The Federal Trade Commission and the Antitrust Division of the Department of Justice (“the agencies”) have issued a joint report on competition in the health care industry. The report calls for continued antitrust enforcement against anticompetitive activities in the health care industry, and recommends changes in state laws affecting health care markets, including certificate of need laws. The report, entitled “Improving Health Care: A Dose of Competition, was based on 27 days of hearings from February through October 2003, an FTC-sponsored workshop in September 2002, and independent research. The report and future antitrust enforcement prospects in health care was the focus of a teleconference and audio webcast sponsored by the American Bar Association’s Antitrust and Health Sections and Center for Continuing Legal Education on August 31st and a brown bag lunch and teleconference sponsored by the American Health Lawyers Association Antitrust Practice Group on September 8th. Crowell & Moring’s Art Lerner, whose hearing testimony is cited in the report on a range of topics, was a panelist in the AHLA program. The full report and an executive summary are available at http://www.ftc.gov/ogc/healthcarehearings/index.htm
Concluding that “imperfections in the health care system have impeded competition from reaching its full potential,” the agencies offer several recommendations for facilitating the financing and delivery of health care through increased competition. Among the more significant aspects of the report are:
Certificate of Need (“CON”) Laws. CON laws have been prevalant since they were mandated by the National Health Planning and Resources Development Act of 1974. Although Congress repealed the Act in 1986, about 36 states and the District of Columbia still have CON programs. Some states favor CON programs because they give the state a measure of control over quality of care and access for low-income consumers, and constrain what some fear would otherwise be overbuilding. However, CON programs can also serve as a barrier to entry or expansion by hospitals and other facilities, and also by physicians who want to set up specialty hospitals or outpatient treatment facilities, such as kidney dialysis or oncology centers.
There is evidence that CON programs actually increase prices by creating barriers to entry into provider markets, since incumbent providers may use CON programs to forestall competitors from entering their market, according to the report. The FTC and DOJ believe that rather than containing health care costs, CON programs pose “serious anti-competitive risks that usually outweigh their purported economic benefits.” Accordingly, the agencies recommend that states with CON programs rethink whether to keep them.
The demise of CON programs would facilitate the establishment of new programs, but could put heavy financial pressure on general acute care hospitals in some areas. In the absence of CON laws, however, states would likely seek to continue to exercise control over quality of care and access for the poor through increased state licensure requirements. A few states, moreover, also regulate rates for some categories of health care providers.

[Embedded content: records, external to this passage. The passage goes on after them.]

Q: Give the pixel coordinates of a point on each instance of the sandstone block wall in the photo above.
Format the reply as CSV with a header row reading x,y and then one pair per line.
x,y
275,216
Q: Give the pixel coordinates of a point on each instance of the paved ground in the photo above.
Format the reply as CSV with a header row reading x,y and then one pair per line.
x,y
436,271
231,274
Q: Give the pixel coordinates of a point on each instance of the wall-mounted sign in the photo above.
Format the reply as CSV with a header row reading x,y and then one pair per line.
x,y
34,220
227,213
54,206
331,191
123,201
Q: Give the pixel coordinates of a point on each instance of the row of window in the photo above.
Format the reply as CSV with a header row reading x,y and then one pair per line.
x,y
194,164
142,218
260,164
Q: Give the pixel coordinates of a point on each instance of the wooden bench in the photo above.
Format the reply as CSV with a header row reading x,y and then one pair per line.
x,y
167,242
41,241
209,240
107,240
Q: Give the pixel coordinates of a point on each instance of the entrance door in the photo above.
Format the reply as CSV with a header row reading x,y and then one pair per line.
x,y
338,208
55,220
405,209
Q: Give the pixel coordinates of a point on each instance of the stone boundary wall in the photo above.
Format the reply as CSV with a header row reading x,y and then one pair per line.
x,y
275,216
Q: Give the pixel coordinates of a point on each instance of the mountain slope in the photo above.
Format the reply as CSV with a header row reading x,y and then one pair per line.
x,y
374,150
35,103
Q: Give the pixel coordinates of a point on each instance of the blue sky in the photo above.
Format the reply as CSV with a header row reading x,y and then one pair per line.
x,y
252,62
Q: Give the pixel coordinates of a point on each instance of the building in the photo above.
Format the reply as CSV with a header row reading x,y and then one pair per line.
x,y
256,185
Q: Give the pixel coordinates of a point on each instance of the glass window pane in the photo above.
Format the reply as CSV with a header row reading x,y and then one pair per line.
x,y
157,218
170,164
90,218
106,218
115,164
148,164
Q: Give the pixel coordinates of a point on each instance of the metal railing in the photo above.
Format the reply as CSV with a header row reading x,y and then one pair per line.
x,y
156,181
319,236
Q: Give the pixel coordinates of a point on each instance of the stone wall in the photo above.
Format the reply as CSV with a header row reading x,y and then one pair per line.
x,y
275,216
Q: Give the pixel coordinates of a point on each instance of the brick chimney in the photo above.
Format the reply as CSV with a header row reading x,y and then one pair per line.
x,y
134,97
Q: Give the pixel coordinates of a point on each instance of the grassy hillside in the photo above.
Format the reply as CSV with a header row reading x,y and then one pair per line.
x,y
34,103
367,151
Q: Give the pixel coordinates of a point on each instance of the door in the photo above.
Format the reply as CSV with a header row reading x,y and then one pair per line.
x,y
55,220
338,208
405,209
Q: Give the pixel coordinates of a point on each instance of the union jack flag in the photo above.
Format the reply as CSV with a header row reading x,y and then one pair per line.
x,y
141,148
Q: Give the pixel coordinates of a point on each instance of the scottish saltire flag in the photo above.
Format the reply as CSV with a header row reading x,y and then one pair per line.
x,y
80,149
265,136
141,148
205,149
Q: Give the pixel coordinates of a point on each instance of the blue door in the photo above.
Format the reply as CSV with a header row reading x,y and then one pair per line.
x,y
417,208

Collective Bargaining by Physicians. The report shows no signs that the FTC or DOJ will back away from vigorous antitrust enforcement against price fixing and boycott activities by health care providers. Some physicians have pushed for statutory exemptions to the antitrust laws in order to permit independent physicians to collectively bargain. Proponents of such an exemption argue that collective bargaining is necessary to counterbalance payors’ market power.
In response to this argument, the agencies maintain that effective antitrust enforcement should prevent payors from developing excessive power in the first place, and that collective bargaining by physicians will harm consumers by increasing costs. The agencies’ belief that enforcement will adequately protect physicians’ legitimate market interests coincides with the report’s advocacy of consumer interests above those of health care providers or insurers, and the agencies’ faith in their own capability to moderate unfair influences in the marketplace. The report therefore recommends against an antitrust exemption to allow physicians to bargain collectively. Physicians should also recognize that the report advocates aggressive enforcement -- including criminal antitrust cases – in appropriate cases.
Hospital Contracting Practices. The hearings included considerable discussion of the evolution of hospital – managed care contracting dynamics, including recent reports that some hospital networks and systems require that all hospitals be accepted in managed care networks and prohibit any type of variable copayment or other tiering mechanism as a means of discouraging high prices by hospital providers. Some hospitals may have “must have” status for provider networks, and various contracting practices may seek to help these hospitals and their owners exploit that status by obstructing efforts by health plans to take advantage of hospital competition to incentivize patients or providers to use more cost-effective hospitals. While the agencies apparently remain interested in these issues, and have investigation activity under way, the report itself does not plow new ground on these or other key issues. Instead, it summarizes the hearing evidence, but does not stake out new territory or outline any particular new enforcement paths.
Quality of Care Incentive Programs. The report includes a suggestion that arrangements within a provider network to reward quality and positive patient outcomes could in appropriate circumstances create the type of incentives that may permit providers to collaborate on pricing terms, where overall anticompetitive market effects are avoided. This comment shows the agencies’ continued attempts to adapt their pronouncements on physician network contracting activities to provide flexibility, without backing off from their fundamental stance that “leveling the playing field” and similar arguments do not provide a justification for provider joint price setting.